Остальные тоже разошлись. И только все тот же местный франт, который купил женщине водки и папирос, по-прежнему оставался с ней. Но она уже ни о чем его не просила.
На место происшествия подошли озабоченные полицейские. Постояли, поглядели, долго о чем-то советовались. Женщина попросила, чтобы ее застрелили. Говорила тихо, в надежде, что делу не дадут огласки. Полицейские колебались.
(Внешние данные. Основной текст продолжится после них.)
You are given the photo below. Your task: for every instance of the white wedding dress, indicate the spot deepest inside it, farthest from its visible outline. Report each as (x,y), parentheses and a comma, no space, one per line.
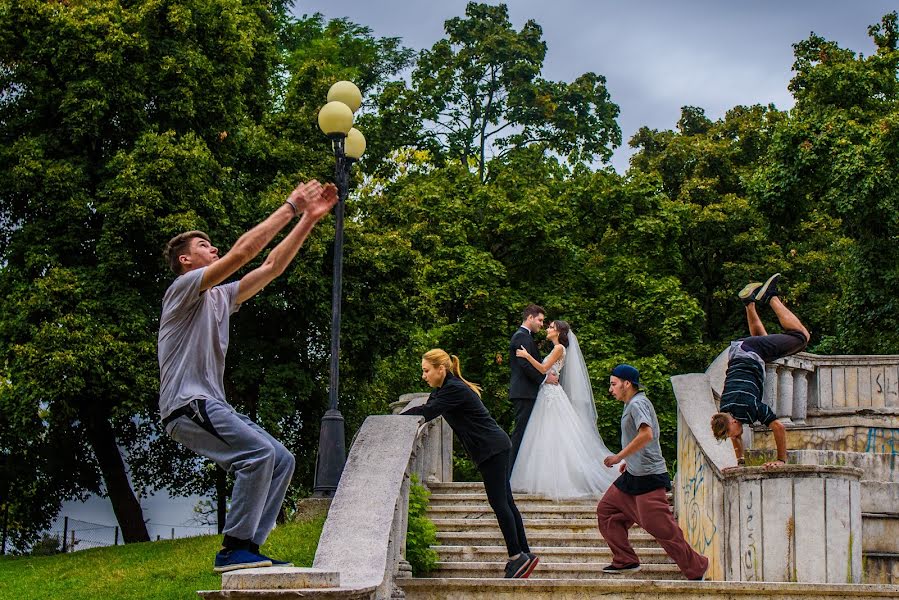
(561,453)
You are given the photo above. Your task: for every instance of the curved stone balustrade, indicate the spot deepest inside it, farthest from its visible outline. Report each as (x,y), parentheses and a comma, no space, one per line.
(746,520)
(805,384)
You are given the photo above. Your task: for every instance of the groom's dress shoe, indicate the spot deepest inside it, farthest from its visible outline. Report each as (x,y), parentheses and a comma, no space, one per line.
(521,567)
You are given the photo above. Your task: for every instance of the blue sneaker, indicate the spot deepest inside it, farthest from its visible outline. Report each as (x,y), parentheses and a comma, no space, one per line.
(231,560)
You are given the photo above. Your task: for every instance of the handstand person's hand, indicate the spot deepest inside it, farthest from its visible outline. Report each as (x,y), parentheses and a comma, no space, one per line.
(303,194)
(322,204)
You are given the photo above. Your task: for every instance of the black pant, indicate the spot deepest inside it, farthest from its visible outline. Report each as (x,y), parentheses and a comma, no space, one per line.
(495,471)
(776,345)
(523,409)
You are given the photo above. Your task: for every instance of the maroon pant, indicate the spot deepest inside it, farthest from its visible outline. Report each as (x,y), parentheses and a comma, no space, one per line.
(617,512)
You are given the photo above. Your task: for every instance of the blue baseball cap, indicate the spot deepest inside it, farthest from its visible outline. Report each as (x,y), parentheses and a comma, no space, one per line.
(627,373)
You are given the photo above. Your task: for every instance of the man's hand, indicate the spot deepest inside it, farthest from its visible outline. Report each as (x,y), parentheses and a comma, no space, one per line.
(322,204)
(303,194)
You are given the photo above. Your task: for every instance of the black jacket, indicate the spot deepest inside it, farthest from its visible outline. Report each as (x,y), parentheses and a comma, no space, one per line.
(467,415)
(526,380)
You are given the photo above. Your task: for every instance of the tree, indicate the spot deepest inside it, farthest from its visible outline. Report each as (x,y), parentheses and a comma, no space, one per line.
(126,94)
(837,155)
(479,94)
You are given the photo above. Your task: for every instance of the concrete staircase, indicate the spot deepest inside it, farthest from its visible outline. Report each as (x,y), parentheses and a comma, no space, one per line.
(572,553)
(563,535)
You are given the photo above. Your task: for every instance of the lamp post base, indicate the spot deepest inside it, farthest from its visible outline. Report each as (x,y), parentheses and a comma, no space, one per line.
(331,455)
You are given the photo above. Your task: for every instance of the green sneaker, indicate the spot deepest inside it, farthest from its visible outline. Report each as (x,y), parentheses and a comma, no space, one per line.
(749,292)
(768,290)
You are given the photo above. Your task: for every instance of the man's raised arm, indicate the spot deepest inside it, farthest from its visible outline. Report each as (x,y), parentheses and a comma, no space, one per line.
(250,244)
(282,254)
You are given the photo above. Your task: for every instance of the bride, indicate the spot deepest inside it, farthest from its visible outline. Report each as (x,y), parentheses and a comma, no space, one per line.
(562,454)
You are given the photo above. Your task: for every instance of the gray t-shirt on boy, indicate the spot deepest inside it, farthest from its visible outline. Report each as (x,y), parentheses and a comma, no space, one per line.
(648,460)
(193,340)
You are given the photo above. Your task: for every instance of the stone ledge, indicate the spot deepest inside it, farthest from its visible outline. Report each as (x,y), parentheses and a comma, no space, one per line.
(789,470)
(571,589)
(280,578)
(319,594)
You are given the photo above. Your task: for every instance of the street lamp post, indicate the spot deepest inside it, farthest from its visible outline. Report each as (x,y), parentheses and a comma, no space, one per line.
(336,120)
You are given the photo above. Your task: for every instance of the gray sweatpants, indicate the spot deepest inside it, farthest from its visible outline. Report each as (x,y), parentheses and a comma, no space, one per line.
(262,466)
Но вот ушли и они, шли медленно, останавливались, спорили. Так и не ясно было, чтo же они решат. Но выполнить ее просьбу они не захотели. Вместе с ними ушел и молодой человек. Тот самый, который принес женщине папиросы, долго возился с зажигалкой и которому она сказала, что один из убитых на опушке ее муж. Казалось, эти слова были ему неприятны.
Она взяла в руки кружку, хотела выпить молока, ко потом задумалась и поставила кружку обратно в траву.